= Encyclopedia of Overseas Korean Culture =

South Korean online encyclopedia

The Encyclopedia of Overseas Korean Culture (short name ) is a Korean-language online encyclopedia operated by the Academy of Korean Studies, which is in turn supported by the South Korean government. It focuses on the Korean diaspora.

Compilation work on the encyclopedia first began in 2011, with the scope initially focused on Koreans in China. That work completed in 2015, and they moved to focused on other major diaspora groups, including Koryo-saram (Central Asia, former Soviet Union), Korean Americans (United States), and Zainichi Koreans (and other Koreans in Japan). This work was completed by 2018. The encyclopedia reportedly received 500 million views between 2018 and 2022.

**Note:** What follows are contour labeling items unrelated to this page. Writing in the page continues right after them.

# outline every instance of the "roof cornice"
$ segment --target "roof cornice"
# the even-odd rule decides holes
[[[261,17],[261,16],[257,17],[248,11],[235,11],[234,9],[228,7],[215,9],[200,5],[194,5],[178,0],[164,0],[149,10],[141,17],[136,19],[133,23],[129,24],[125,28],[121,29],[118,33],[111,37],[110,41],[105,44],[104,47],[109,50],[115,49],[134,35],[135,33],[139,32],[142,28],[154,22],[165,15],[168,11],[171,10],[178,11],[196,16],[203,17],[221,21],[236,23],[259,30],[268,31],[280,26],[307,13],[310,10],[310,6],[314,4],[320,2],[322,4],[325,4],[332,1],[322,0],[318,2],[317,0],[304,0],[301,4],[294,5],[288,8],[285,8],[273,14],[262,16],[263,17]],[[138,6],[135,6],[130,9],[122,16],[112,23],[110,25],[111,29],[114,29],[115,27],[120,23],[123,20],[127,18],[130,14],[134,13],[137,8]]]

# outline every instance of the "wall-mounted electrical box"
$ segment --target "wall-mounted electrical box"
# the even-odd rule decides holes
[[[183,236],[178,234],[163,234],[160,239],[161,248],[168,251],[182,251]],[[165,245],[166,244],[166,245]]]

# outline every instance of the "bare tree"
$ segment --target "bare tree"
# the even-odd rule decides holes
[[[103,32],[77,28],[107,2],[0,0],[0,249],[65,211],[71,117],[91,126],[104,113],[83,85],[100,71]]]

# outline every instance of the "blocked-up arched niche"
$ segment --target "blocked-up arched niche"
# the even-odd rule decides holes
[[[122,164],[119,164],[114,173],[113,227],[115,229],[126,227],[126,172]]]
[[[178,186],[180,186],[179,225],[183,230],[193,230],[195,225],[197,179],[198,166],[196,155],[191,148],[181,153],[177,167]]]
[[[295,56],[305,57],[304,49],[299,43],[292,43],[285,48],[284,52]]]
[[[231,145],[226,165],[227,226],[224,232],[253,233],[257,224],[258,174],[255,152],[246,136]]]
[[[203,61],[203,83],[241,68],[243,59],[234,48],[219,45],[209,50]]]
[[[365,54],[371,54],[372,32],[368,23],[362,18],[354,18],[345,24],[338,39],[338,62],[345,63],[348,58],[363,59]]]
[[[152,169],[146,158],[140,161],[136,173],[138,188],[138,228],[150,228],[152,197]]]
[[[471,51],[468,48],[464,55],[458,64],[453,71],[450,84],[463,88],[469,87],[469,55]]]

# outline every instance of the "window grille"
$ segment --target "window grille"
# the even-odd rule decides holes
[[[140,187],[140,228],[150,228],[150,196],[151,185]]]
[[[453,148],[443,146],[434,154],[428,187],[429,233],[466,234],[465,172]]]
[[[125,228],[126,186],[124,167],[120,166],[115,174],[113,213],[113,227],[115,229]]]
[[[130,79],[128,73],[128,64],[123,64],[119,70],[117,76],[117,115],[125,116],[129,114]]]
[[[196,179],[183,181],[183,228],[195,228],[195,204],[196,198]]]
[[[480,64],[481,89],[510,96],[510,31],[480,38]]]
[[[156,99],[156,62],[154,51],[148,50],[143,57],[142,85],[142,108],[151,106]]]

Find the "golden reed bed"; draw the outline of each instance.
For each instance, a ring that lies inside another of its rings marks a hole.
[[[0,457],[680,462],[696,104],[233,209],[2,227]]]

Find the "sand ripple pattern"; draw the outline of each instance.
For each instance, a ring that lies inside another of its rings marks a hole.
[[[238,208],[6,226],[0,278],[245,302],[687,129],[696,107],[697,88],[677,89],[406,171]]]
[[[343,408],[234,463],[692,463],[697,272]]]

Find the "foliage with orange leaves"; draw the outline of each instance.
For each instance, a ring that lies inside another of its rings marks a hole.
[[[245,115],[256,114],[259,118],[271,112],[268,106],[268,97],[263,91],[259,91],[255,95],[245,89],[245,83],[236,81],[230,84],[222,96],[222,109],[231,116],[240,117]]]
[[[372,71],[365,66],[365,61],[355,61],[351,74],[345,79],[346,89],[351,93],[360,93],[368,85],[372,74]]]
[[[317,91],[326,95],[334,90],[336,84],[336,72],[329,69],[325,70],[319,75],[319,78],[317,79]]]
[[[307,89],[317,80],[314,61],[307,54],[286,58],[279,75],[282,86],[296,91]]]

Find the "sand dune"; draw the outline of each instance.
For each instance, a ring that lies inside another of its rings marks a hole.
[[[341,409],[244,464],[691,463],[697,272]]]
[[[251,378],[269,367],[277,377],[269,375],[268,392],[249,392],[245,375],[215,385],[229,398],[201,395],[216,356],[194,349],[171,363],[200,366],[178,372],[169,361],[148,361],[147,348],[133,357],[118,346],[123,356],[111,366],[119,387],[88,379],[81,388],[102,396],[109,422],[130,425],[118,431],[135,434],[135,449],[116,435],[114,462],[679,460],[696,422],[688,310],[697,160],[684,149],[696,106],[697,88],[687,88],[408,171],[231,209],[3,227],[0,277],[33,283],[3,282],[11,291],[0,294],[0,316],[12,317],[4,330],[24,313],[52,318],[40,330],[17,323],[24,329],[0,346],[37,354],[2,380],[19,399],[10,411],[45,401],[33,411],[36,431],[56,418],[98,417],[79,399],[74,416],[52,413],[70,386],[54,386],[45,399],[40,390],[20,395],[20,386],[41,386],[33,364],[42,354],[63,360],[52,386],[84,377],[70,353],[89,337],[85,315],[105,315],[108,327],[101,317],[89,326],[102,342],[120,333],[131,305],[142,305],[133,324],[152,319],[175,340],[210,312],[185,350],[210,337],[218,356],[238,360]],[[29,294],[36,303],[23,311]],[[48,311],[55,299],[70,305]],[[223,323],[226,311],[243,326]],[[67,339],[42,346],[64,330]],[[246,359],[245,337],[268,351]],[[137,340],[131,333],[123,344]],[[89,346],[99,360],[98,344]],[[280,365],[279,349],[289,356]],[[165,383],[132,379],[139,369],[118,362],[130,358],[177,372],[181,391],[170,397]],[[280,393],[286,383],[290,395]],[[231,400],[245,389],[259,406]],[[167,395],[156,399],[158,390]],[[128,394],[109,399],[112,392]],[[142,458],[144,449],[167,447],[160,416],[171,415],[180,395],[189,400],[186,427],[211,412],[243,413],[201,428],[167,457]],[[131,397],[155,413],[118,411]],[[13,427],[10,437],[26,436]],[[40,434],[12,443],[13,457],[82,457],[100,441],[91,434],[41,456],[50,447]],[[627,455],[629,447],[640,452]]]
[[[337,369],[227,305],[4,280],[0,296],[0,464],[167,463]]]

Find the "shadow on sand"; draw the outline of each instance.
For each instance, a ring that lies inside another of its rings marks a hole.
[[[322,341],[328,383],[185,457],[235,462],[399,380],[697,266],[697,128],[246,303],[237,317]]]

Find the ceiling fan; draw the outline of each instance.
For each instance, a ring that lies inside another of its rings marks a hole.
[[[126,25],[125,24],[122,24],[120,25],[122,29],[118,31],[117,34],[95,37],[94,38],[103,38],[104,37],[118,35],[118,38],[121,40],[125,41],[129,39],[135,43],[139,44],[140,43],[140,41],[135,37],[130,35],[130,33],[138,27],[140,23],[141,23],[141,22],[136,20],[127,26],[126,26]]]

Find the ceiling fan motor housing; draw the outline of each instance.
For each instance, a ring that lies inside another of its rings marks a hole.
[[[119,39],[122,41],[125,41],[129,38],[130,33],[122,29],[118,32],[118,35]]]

As of 2022, the encyclopedia is still actively being contributed to, with researchers sent to various places in the world to gather information for the encyclopedia.

In 2023, the encyclopedia became part of the China–Korea cultural conflict, in which some Chinese people seek greater emphasis on the Chinese origin of some Korean cultural concepts, such as kimchi (pao cai) and hanbok (hanfu). According to some South Korean politicians, some of the encyclopedia's articles promoted the Chinese origin of some cultural concepts too much.